What have studies shown about recent major blazes and climate change?
The deadly Los Angeles-area wildfires in January helped prompt a fresh look at exactly how these blazes occur and what can be done to mitigate the effects of future fires.
The region had not seen significant rainfall since May 2024, meaning grasses and brush were highly flammable when the fires broke out and spread quickly due to strong, seasonal Santa Ana winds, according to a report from World Weather Attribution, a research group.
The study used a Fire Weather Index (FWI) for the region that factors in attributes like temperature, humidity and wind speed to measure fire risk.

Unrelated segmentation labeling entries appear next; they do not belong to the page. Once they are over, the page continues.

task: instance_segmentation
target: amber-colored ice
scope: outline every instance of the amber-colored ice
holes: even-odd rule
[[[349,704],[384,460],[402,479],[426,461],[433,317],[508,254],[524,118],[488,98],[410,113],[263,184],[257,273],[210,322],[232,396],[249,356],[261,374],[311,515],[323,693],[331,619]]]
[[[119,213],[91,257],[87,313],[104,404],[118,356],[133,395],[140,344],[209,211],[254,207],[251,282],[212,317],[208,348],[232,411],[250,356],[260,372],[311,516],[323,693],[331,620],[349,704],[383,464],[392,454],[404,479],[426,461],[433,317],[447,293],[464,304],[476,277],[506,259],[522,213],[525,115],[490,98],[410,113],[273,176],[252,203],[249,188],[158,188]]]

Human-induced warming from burning fossil fuels made the peak January FWI more intense, with an estimated 6 per cent increase in intensity, and 35 per cent more probable, than in cooler pre-industrial times, the researchers found.
The research group also found climate change made weather conditions leading to the wildfires that killed more than 30 people in South Korea in March about twice as likely as they would have been in pre-industrial times.
What can be done to mitigate the negative impacts of wildfires?
Particularly in the wake of the Los Angeles-area fires, forest management practices have emerged as a key issue for discussion for mitigating the impact of fires that spread.
Clearing brush through prescribed burns and proper thinning of forests can clear ignitable fuel so that when fires do break out, they are not as intense.
Some lawmakers in Washington, DC are pushing legislation that would create a program to help communities that abut the wilderness – an area known as the “wildland-urban interface” – build and retrofit with wildfire-resistant measures.
Even with advancing predictive technology, the vast majority of wildfires in the US are caused by humans, making it exceedingly difficult to predict where the next big one will strike.
“It’s hard, because you can’t predict power lines, when they’re going to come down … we can’t predict a person throwing his car off the side of the road,” Pastelok said, referring to the apparent causes of major fires in Texas and California.
What forecasters can do, he said, is look at factors like drought monitors and soil moisture.
“Then we try to forecast patterns,” he said.